Aktivitas nelayan di Pelabuhan Perikanan Nusantara (PPN) saat panen ikan belum lama ini. (BP/Dokumen)

DENPASAR, BALIPOST.com – Peraturan Daerah (perda) Nomor 4 tahun 2019 tentang Desa Adat dan Perda Nomor 11 tahun 2017 tentang Bendega dinilai terjadi tumpang-tindih. Satu lagi perda yang juga berpotensi terjadi tumpang-tindih kewenangan adalah perda yang mengatur tentang subak. Untuk itu perlu harmonisasi ketiga perda tersebut. Namun sebelum proses itu selesai, dalam jangka pendek perlu menetapkan status quo agar tidak terjadi konflik.
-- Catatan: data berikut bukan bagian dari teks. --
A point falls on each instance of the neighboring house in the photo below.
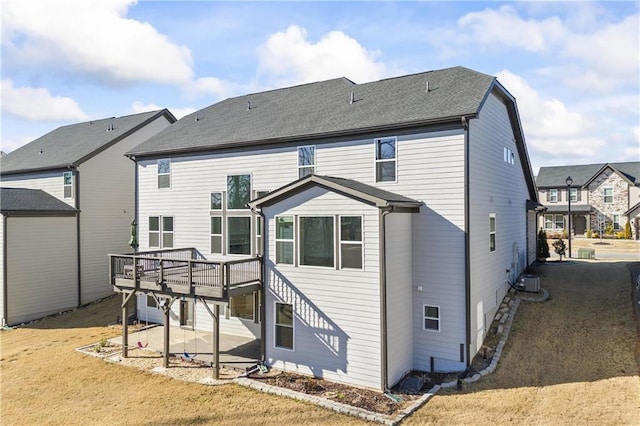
(387, 214)
(601, 194)
(37, 276)
(83, 165)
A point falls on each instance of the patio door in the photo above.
(186, 313)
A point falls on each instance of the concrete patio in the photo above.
(236, 352)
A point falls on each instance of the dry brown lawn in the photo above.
(568, 361)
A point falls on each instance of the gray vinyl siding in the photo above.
(107, 204)
(399, 274)
(495, 187)
(336, 311)
(430, 169)
(50, 182)
(41, 267)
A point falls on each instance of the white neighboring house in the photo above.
(387, 214)
(37, 278)
(84, 166)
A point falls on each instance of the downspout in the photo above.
(5, 292)
(467, 244)
(263, 295)
(383, 300)
(76, 181)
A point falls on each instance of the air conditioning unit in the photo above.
(531, 283)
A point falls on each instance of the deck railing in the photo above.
(183, 272)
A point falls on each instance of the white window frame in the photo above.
(425, 317)
(492, 232)
(285, 240)
(221, 235)
(276, 325)
(298, 230)
(163, 174)
(573, 195)
(376, 142)
(351, 242)
(66, 185)
(302, 167)
(160, 232)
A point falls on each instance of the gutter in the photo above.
(384, 369)
(467, 246)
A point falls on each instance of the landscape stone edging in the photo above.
(381, 418)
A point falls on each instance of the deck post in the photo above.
(216, 341)
(167, 310)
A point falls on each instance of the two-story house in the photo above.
(600, 194)
(82, 165)
(384, 214)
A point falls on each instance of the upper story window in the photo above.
(68, 184)
(164, 173)
(284, 240)
(351, 242)
(306, 160)
(161, 231)
(492, 232)
(386, 164)
(238, 191)
(573, 194)
(509, 156)
(316, 241)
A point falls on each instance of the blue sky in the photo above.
(573, 67)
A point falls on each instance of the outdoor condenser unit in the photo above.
(531, 283)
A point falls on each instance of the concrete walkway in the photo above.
(235, 351)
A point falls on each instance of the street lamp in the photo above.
(569, 181)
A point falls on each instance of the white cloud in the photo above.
(92, 37)
(505, 27)
(38, 104)
(138, 107)
(289, 57)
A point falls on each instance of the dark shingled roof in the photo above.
(72, 144)
(323, 109)
(555, 177)
(20, 200)
(365, 193)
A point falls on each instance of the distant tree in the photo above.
(560, 247)
(543, 245)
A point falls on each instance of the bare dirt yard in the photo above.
(570, 361)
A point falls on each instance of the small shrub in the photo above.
(560, 247)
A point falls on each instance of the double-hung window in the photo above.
(68, 184)
(386, 165)
(164, 173)
(317, 241)
(351, 242)
(284, 240)
(239, 219)
(161, 231)
(284, 325)
(431, 317)
(306, 160)
(492, 232)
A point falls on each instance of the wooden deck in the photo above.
(184, 272)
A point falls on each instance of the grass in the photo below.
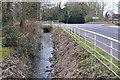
(80, 40)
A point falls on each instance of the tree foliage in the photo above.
(75, 12)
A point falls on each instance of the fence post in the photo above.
(85, 39)
(111, 45)
(74, 34)
(94, 44)
(79, 35)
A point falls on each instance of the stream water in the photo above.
(42, 64)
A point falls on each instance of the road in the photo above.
(112, 32)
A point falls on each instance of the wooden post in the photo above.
(85, 40)
(95, 44)
(111, 45)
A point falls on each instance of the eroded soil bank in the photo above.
(72, 61)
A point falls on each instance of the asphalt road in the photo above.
(112, 32)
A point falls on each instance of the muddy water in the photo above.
(42, 64)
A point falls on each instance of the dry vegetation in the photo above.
(17, 62)
(72, 61)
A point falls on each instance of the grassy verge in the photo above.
(91, 49)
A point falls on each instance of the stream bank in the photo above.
(73, 61)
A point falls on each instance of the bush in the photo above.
(11, 35)
(23, 44)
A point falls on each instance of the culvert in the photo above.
(47, 29)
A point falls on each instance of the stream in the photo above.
(42, 64)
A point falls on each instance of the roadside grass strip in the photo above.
(99, 54)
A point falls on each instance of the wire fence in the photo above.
(104, 48)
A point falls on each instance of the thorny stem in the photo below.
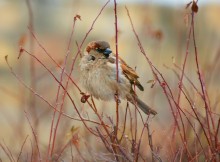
(207, 109)
(117, 76)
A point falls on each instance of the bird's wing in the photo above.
(130, 74)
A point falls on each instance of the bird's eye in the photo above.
(100, 50)
(91, 57)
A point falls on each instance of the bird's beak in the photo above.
(107, 51)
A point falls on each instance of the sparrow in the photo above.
(98, 75)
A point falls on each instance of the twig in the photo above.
(35, 136)
(22, 148)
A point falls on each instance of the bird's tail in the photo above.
(145, 108)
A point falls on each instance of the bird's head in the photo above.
(98, 48)
(96, 53)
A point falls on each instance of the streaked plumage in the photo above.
(98, 75)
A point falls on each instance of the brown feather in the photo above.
(131, 75)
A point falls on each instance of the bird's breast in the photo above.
(101, 82)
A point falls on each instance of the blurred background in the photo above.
(162, 26)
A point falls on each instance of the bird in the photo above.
(98, 75)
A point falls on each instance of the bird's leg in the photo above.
(117, 98)
(84, 97)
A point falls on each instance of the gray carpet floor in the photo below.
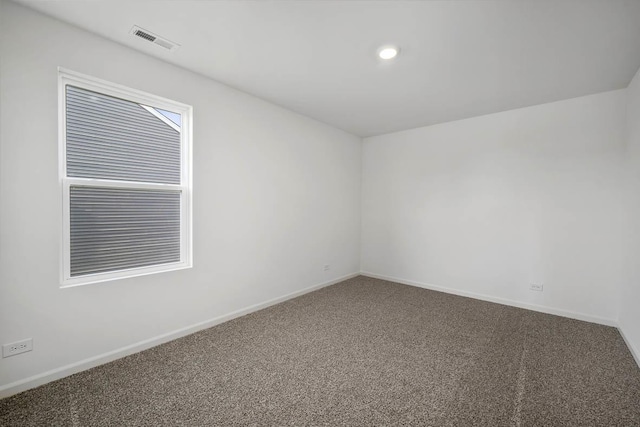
(364, 352)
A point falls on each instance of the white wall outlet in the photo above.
(17, 347)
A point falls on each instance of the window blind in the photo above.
(112, 138)
(114, 229)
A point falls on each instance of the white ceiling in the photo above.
(459, 58)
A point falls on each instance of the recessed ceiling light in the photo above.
(388, 52)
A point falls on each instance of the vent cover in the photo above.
(153, 38)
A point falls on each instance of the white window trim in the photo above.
(68, 77)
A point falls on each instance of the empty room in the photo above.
(320, 213)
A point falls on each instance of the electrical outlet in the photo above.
(17, 347)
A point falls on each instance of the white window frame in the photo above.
(68, 77)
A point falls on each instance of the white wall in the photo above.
(276, 196)
(630, 298)
(487, 205)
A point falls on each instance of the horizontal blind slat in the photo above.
(114, 229)
(116, 139)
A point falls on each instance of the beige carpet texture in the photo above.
(364, 352)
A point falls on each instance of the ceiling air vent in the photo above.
(153, 38)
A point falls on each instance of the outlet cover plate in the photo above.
(17, 347)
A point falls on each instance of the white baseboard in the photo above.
(634, 352)
(64, 371)
(504, 301)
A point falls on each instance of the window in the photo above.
(125, 172)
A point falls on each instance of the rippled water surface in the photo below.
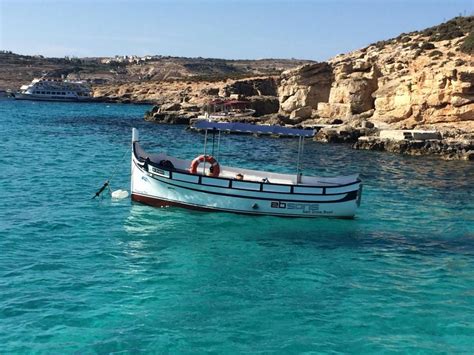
(89, 276)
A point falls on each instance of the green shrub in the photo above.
(468, 44)
(435, 53)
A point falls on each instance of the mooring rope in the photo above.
(107, 182)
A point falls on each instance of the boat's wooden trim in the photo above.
(160, 202)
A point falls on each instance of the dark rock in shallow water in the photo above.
(343, 134)
(170, 117)
(449, 150)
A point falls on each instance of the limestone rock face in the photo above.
(251, 87)
(305, 86)
(399, 84)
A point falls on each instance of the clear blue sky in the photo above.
(317, 29)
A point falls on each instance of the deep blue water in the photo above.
(102, 276)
Ketua Himpunan Nelayan Seluruh Indonesia (HNSI) Bali, Ir. I Nengah Manumudhita, M.M., Kamis (5/5) mengatakan, ada pasal di perda desa adat mengatur daerah pesisir sedangkan pada perda bendega juga ada aturan tentang palemahan, pawongan, parhyangan. “Ini menimbulkan perbedaan persepsi, dan desa adat bisa menerapkan kewenangannya,” ungkapnya ditemui di Warung 63, Jalan Veteran.

Baca juga:  Nataru Aman, Kinerja Polda Bali Diapresiasi

Dengan demikian perlu sosialisasi tentang perda bendega agar para pihak baik bendega, desa adat mengetahui posisi masing-masing. “Perlu sosialisasi agar lahir harmonisasi. Bagaimana agar pihak desa adat, subak, bendega duduk bersama difasilitasi pemerintah dalam hal ini Gubernur sehingga jelas hal – hal yang perlu dijernihkan sehingga tidak berkepanjangan,” ujarnya.

Diakui, sosialisasi tentang perda bendega belum tersosialisasi dengan baik hingga saat ini. Padahal Gubernur telah menginstruksikan Dinas Perikanan dan Kelautan untuk melakukan sosialisasi.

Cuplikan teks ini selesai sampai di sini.